DISCLAIMER: Ni Lost, o sea, serie, trama, personajes, etc etc etc me perteneces

DISCLAIMER: Ni Lost, o sea, serie, trama, personajes, etc etc etc me perteneces. De nuevo me ha servido de inspiración para un fanfic. Sólo escribo para disfrutar y porque es bueno para la salud mental.

NOTA DE LA AUTORA. Rated M. Este relato no está autorizado a menores de edad (18 años o cualquiera que sea la edad indicada en el país de origen). Contendio sexual, adulto y situaciones y lenguaje extremos y vulgares. Puede herir la sensibilidad. UNIVERSO ALTERNATIVO dentro de la propia isla.

SAWYER y JACK I

- Nena, eres la pecosa más sexy del mundo.

- Venga Sawyer, eso se lo dirás a todas….

- No, a todas no, sólo a ti.

Desconociendo que eran observados, Kate y Sawyer se abrazaban sobre la tierra de aquella jaula abandonada.

Tras unos diez minutos de pasión y cinco de reposo, ambos empezaron a vestirse, y también a arrepentirse de lo que acababan de hacer.

- Oye, Sawyer….no es que no hayas estado bien pero…

- Pero? Cuando empiezas con un pero siempre sigue algo malo.

- No, no es malo, sólo que pienso en Jack.

- Bueno…si te consuela, yo pensaba en Ana-Lucía.

Aquello dejó a Kate un poco enfadada, pero esta vez no le dio ninguna bofetada.

- Entonces mejor nos olvidamos de esto y nos dedicamos a buscar a nuestras almas gemelas.

- Gemelas?. Yo más bien creo que se trata de nuestros polos opuestos.

Sawyer comenzó a caminar hacia las cuevas, donde habían instalado una especie de ducha provisional, después pretendía acercarse a la mujer policía e intentar tener una conversación que acabara bien.
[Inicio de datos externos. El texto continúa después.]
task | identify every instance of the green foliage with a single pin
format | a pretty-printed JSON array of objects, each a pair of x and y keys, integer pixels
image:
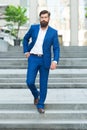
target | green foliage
[{"x": 16, "y": 17}]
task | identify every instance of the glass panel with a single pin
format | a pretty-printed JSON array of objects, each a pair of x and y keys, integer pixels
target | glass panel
[
  {"x": 83, "y": 22},
  {"x": 60, "y": 19}
]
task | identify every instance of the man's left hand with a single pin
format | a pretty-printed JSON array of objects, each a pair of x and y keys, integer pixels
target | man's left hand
[{"x": 53, "y": 65}]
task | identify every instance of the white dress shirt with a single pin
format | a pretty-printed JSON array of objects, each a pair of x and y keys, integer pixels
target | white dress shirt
[{"x": 37, "y": 49}]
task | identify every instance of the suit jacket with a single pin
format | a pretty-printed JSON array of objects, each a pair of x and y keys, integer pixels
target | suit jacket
[{"x": 50, "y": 41}]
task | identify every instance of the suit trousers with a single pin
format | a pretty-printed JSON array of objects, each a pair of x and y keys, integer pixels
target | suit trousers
[{"x": 35, "y": 65}]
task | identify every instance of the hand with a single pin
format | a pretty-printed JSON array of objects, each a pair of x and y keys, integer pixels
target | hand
[
  {"x": 27, "y": 54},
  {"x": 53, "y": 65}
]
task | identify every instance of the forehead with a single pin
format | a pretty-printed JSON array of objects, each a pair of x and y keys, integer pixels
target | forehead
[{"x": 44, "y": 15}]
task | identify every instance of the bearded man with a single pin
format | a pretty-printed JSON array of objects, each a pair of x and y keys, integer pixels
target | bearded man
[{"x": 42, "y": 39}]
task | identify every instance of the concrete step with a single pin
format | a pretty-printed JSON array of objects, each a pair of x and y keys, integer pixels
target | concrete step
[
  {"x": 60, "y": 78},
  {"x": 65, "y": 111},
  {"x": 71, "y": 51}
]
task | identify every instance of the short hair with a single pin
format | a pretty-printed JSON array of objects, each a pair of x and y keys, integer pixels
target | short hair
[{"x": 44, "y": 12}]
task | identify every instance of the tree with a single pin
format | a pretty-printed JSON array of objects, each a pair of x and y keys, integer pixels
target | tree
[{"x": 15, "y": 17}]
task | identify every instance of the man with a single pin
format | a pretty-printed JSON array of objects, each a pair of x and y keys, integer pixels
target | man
[{"x": 38, "y": 52}]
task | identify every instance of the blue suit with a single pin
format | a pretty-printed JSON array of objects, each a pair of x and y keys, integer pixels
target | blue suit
[{"x": 41, "y": 64}]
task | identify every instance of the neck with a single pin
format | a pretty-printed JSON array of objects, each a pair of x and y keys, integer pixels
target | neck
[{"x": 44, "y": 28}]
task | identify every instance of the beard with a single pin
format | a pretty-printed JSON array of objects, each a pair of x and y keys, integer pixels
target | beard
[{"x": 44, "y": 24}]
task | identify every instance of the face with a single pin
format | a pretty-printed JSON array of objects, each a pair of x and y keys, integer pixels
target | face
[{"x": 44, "y": 20}]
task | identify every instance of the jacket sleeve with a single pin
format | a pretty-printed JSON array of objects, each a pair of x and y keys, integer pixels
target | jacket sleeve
[{"x": 56, "y": 47}]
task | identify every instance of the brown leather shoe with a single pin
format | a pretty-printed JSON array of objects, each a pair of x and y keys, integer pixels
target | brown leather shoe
[
  {"x": 36, "y": 101},
  {"x": 41, "y": 110}
]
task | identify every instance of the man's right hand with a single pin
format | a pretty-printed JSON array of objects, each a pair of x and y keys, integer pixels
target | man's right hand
[{"x": 27, "y": 54}]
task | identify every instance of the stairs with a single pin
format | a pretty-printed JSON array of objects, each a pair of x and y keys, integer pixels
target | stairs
[{"x": 66, "y": 104}]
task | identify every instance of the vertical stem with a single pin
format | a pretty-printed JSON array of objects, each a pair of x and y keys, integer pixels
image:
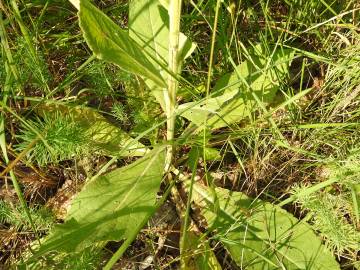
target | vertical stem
[{"x": 174, "y": 14}]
En su camino se encontró de bruces con Jack, que tenía los ojos enrojecidos.

- Qué tal, Jack el destripador? Qué te ha pasado en los ojos, has llorado o tienes conjuntivitis?
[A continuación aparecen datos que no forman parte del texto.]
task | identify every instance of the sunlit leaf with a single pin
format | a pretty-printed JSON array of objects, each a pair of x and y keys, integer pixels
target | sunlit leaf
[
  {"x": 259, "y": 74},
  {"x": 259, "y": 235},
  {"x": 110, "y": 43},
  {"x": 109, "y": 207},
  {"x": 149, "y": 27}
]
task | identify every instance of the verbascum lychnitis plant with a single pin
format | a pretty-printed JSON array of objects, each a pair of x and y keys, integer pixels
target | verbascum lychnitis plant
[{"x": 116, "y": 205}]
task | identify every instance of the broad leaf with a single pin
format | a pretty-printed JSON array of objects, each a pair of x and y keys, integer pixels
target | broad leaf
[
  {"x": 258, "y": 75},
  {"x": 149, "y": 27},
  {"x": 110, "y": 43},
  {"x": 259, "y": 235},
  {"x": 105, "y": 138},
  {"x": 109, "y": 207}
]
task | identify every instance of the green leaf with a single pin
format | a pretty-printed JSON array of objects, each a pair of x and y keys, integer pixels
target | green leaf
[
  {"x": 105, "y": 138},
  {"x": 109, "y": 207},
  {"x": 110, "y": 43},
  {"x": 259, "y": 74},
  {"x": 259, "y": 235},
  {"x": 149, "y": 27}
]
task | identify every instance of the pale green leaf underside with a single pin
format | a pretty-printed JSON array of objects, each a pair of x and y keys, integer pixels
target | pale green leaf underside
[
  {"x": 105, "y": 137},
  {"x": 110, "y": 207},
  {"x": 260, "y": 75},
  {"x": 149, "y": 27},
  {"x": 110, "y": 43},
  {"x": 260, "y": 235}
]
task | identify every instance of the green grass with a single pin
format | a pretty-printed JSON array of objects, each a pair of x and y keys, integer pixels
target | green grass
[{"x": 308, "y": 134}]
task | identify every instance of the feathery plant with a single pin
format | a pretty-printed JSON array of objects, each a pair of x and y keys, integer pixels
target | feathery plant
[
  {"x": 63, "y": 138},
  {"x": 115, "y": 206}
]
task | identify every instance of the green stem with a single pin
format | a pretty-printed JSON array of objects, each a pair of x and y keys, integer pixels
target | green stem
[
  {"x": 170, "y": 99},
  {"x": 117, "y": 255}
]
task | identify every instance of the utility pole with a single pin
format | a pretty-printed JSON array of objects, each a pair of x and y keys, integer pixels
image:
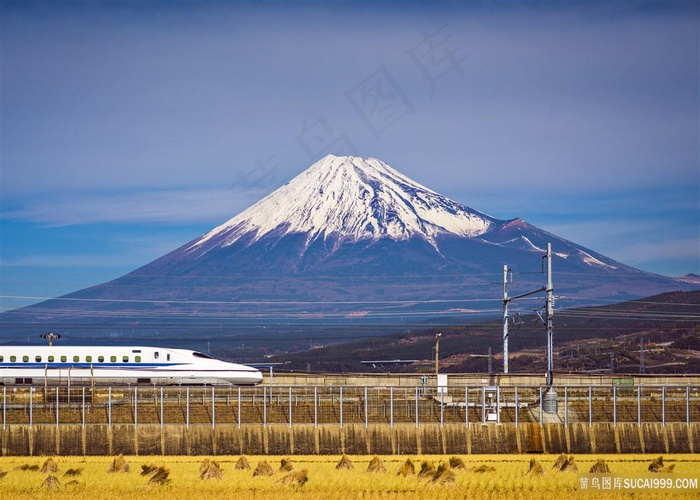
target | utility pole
[
  {"x": 437, "y": 352},
  {"x": 506, "y": 300},
  {"x": 550, "y": 317},
  {"x": 505, "y": 321}
]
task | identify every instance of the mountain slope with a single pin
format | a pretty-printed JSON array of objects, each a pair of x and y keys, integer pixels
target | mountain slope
[{"x": 348, "y": 240}]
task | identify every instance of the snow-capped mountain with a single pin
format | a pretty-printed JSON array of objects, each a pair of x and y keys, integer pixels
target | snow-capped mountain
[
  {"x": 350, "y": 199},
  {"x": 348, "y": 239}
]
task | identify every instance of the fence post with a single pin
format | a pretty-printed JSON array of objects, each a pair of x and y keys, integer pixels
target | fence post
[
  {"x": 290, "y": 406},
  {"x": 466, "y": 405},
  {"x": 341, "y": 406},
  {"x": 391, "y": 406},
  {"x": 639, "y": 405},
  {"x": 162, "y": 410},
  {"x": 416, "y": 407},
  {"x": 83, "y": 408},
  {"x": 366, "y": 412},
  {"x": 442, "y": 408},
  {"x": 663, "y": 405}
]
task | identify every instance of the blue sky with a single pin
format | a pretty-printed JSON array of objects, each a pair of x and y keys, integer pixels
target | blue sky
[{"x": 130, "y": 128}]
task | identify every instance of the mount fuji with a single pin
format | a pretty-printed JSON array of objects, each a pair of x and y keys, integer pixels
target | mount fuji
[{"x": 348, "y": 240}]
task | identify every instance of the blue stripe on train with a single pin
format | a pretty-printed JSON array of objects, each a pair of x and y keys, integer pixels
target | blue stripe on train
[{"x": 53, "y": 366}]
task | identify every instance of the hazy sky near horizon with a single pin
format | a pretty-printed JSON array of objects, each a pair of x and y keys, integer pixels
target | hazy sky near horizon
[{"x": 130, "y": 128}]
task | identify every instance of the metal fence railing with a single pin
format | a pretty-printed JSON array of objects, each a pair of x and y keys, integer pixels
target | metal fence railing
[{"x": 342, "y": 405}]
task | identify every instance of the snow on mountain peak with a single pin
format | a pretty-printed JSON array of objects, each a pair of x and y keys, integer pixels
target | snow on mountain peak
[{"x": 352, "y": 198}]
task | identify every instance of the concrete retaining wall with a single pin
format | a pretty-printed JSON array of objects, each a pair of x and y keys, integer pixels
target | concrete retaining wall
[{"x": 229, "y": 439}]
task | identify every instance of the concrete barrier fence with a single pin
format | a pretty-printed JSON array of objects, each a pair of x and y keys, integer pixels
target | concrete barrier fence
[
  {"x": 354, "y": 439},
  {"x": 349, "y": 419}
]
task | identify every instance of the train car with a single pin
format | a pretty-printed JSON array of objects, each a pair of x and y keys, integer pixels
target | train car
[{"x": 112, "y": 365}]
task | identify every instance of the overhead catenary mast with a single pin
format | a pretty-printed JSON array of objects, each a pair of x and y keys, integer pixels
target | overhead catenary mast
[{"x": 550, "y": 317}]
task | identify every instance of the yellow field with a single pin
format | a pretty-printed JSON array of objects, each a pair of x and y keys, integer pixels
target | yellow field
[{"x": 324, "y": 481}]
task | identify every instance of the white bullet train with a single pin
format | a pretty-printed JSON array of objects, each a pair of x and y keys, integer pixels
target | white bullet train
[{"x": 111, "y": 365}]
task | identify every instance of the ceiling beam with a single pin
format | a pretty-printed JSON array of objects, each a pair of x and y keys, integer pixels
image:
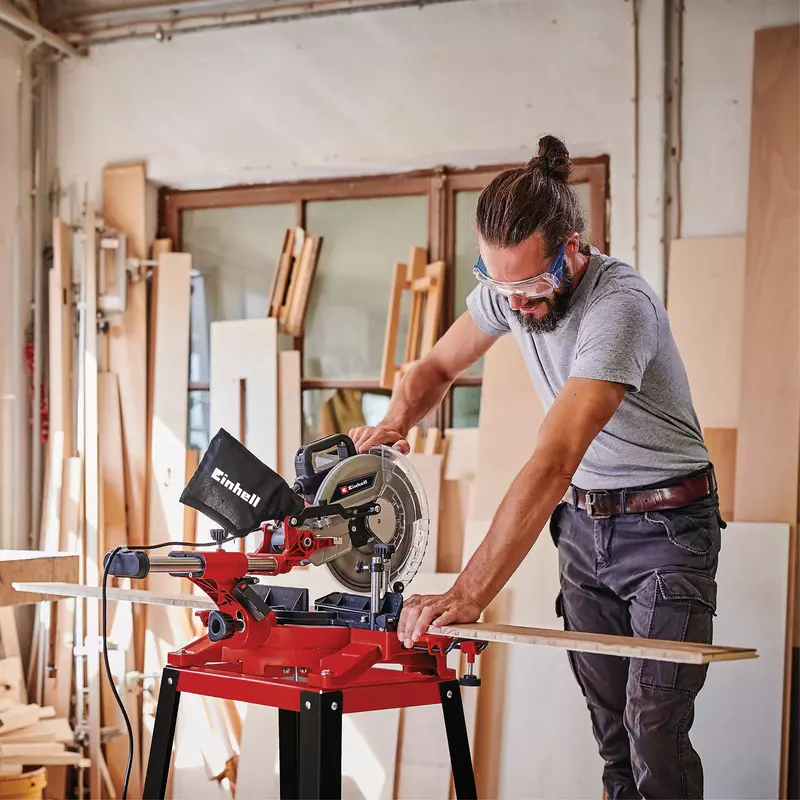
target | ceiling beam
[{"x": 16, "y": 20}]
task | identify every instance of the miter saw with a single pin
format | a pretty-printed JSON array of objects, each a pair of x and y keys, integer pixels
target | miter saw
[{"x": 365, "y": 518}]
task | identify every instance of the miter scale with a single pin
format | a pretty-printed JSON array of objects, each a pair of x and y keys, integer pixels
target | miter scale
[{"x": 364, "y": 517}]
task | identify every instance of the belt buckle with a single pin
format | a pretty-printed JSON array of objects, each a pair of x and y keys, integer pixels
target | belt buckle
[{"x": 590, "y": 501}]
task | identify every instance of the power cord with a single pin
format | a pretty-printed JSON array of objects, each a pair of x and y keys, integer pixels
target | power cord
[{"x": 104, "y": 604}]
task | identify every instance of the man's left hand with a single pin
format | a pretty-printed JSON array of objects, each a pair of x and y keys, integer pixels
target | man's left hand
[{"x": 421, "y": 611}]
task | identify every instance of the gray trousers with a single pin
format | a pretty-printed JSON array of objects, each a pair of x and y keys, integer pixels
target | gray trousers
[{"x": 648, "y": 575}]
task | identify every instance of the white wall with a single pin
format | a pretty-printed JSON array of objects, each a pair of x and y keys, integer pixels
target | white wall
[{"x": 463, "y": 83}]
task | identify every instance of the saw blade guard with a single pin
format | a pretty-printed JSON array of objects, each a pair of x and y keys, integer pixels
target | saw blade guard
[{"x": 403, "y": 491}]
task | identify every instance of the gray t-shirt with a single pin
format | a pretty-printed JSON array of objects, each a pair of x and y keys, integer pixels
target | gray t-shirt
[{"x": 616, "y": 329}]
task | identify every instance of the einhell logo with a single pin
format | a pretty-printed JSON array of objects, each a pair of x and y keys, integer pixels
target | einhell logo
[{"x": 220, "y": 477}]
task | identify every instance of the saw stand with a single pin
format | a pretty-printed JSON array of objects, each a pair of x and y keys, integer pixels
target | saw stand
[{"x": 311, "y": 700}]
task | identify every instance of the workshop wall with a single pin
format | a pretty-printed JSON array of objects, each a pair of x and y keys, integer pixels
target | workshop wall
[{"x": 460, "y": 83}]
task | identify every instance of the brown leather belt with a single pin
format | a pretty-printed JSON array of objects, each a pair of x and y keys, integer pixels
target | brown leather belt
[{"x": 604, "y": 504}]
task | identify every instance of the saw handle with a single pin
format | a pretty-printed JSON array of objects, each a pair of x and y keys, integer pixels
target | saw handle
[{"x": 309, "y": 478}]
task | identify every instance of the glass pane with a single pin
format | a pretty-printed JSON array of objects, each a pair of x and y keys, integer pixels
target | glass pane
[
  {"x": 234, "y": 253},
  {"x": 362, "y": 241},
  {"x": 466, "y": 406},
  {"x": 466, "y": 254},
  {"x": 327, "y": 411}
]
- No tengo…bueno, quizás una pequeña alergia.

- A tu amiga Juliet?

- Puede ser.

- Oye, creo que Kate quería hablar contigo, por cierto, has visto a Ana-Lucía?

- Si, estaba con Eko, en el acantilado.

Sawyer se dirigió al acantilado, esperando encontrar a Ana-Lucía hablando con Eko, pero lo que vio le dejó boquiabierto, la joven policía y el padre Eko se besaban con pasión sentados sobre unas rocas.

Por primera vez en su vida, Sawyer sintió la traición de una mujer, a pesar de que ni siquiera eran pareja. Tenía que solucionar aquello y conseguir a Ana-Lucía a cualquier precio.

En el mismo instante pero en el otro lado de la isla, Jack caminaba contento, pensando en su amada Kate, cuando también fue testigo de algo sorprendente, Kate y Desmond hablaban animadamente, pero él cada vez se acercaba más a ella, hasta que literalmente le saltó encima y la besó apasionadamente durante unos momentos.

- Qué crees que estás haciendo Desmond?.

- Kate, llevo tres años sin tener relaciones con ninguna mujer.

- Eso no es excusa para saltarme encima, por qué no te lanzas sobre Penny?

- Porque su papá no…

- Espera, no me cuentes más, su papá deja que os caséis….ya conozco la historia, bueno, a mi no me metas en tus follones. Yo me voy Desmond.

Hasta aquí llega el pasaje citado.